Eight years ago, Claudio Borio, a senior economist at the Bank for International Settlements, co-authored a paper which warned that the world’s financial system was spinning out of control, due to excess in the complex credit world. At the time, the paper was largely ignored, but now it looks prescient. Given this, investors might do well to look at another paper that Borio has just produced.

He argues that the world’s central banks are currently labouring with an almost impossible task: although the expectations of investors and politicians of these institutions are rising apace, central bankers themselves are at sea in this post-2007 land.

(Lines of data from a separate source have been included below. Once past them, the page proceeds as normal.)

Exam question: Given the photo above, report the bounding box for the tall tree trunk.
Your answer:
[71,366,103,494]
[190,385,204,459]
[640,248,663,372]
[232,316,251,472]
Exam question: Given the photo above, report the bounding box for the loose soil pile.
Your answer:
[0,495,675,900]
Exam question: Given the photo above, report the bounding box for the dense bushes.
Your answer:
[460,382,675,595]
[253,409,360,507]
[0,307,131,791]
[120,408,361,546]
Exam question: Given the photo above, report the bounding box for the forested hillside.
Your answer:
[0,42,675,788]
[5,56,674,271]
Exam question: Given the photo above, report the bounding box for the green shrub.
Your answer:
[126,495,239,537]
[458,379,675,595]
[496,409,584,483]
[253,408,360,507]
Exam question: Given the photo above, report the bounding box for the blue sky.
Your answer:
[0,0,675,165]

Before 2007, their reputation appeared to be sky high, since central bankers appeared to have produced a Great Moderation of low inflation and growth. But these days, it is clear that many elements of that pre-2007 central bank intellectual model were flawed: central bankers were too obsessed with watching price stability, at the expense of monitoring financial stability; they overestimated the power of short-term interest rates in controlling the economy; and they thought – wrongly – they could shape monetary policy by watching national issues alone.

Borio offers a sensible list of measures that might address these flaws:

  • central banks need to adopt a wider sense of responsibility that combines an awareness of monetary trends and financial stability;
  • they need to take an international, not national, view of the markets;
  • they need better toolkits to monitor financial stability;
  • they must take steps to protect themselves from political meddling;
  • they need to wean themselves away from the idea that suppressing short term interest rates – via quantitative easing or anything else – will fix the current woes; while this might work during a normal business recession, it does not cure a balance sheet recession.

But most of Borio’s proposed measures are merely pipe dreams. To be sure, some central banks are adopting more flexible mandates that incorporate financial analysis; they are also talking about the need for more global collaboration. But when it comes to practical policies, they are still acting with a domestic intellectual framework and mandate.

And since central banks are still trying to boost the economy by chasing ultra low interest rates – via quantitative easing – they are becoming sucked into fiscal policy decisions. This leaves them politically vulnerable in many ways.